Since we’ve been home from Europe, I’ve been talking to people a lot about travel. A few times now, I called myself a travel evangelist. Since I discovered Norwegian Air’s low cost flights, I feel like we can go anywhere.
It’s not just the cheap flights that make travel feel possible. A year ago, when my husband told me that he wants to travel to Italy together, I told him we’d need five years to save enough money. It wasn’t possible in my mind. I really didn’t believe that we could put together the money to go. My mind started to spool out the sequence of things we’d have to accomplish to save up, plan, purchase, get away from work and actually go and I just shut down. Not possible. I felt bad for not believing in his vision, but I simply didn’t.
Things have changed for me over the past year or so, and I’m still trying to put my finger on what it is that shifted to allow for these adventures we’ve been having. Going to Europe isn’t the first. Last summer we took off for two weeks on a rambling excursion through Washington state that culminated with watching the solar eclipse right under the line of totality. I’ve since done my biggest solo backpacking trip of 40 miles on the Rogue River Trail. Vinnie spent three and a half months working for a World Cup snowboard racer, bringing his total number of days in Europe in a four-month period to 90.
Something cracked open and let a bunch of light in on what I believe is possible. It definitely started with going to Washington. Initially, we were simply talking about going up to see my sister for her 40th birthday. Then I saw some incredible photos of Mount Rainier National Park, and my imagination caught fire. I wanted to go there to hike those trails and see those glaciers. So we decided to go. This wasn’t difficult in the monetary sense as we’d be driving, staying with my sister and then camping in the national park. This made the trip feel doable. Once we realized that the total eclipse was happening towards the end of our trip, we added on a few more days so that we could stay far enough north to get the big view. Suddenly, we had a two-week trip planned. Well, perhaps planned isn’t quite accurate.
What I’m coming to learn is that planning is not the way forward. It may be that intention is a better word. We had the intention to go to certain places and to see certain things.
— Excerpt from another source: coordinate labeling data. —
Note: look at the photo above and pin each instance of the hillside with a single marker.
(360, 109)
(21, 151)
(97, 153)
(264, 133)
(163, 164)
We had a time frame, which had some flexibility in it. We had a car full of supplies, maps, water and a willingness to hit the road together.
I should note here that Vinnie and I have incredibly different styles to life and travel. We’ve adopted the name Patty Perfect Planner for the part of my personality that really wants to be in control: dates and locations set out, destinations settled for each night, possibly lodging arranged, costs for attractions researched and a final trip budget number firmly in mind. Vinnie, on the other hand, is the Master of Chaos. By which I mean he wants none of the things on Patty’s list – he’s completely open to let the road take him where it will. He’s camped outside for whole seasons and he’s perfectly willing to end up sleeping in the car, calling beer and beef jerky a sufficient dinner and heading out the next day to do it all over again. We’re so different that we find plenty of opportunities to laugh at ourselves. The Travel Tales of Patty Perfect Planner and the Master of Chaos could be coming to a blog near you soon so you can laugh too.
Our romp through Washington was good training for our trip to Europe. I planned out the first part of our trip, then relinquished control to Vinnie for the second part so we could see the eclipse. Not having an itinerary made my stomach ache, but he assured me that he’d take care of it and I should just enjoy the view out the window. And I did. But it’s funny and odd how relaxing takes concentration for me. Letting go can be a bitch.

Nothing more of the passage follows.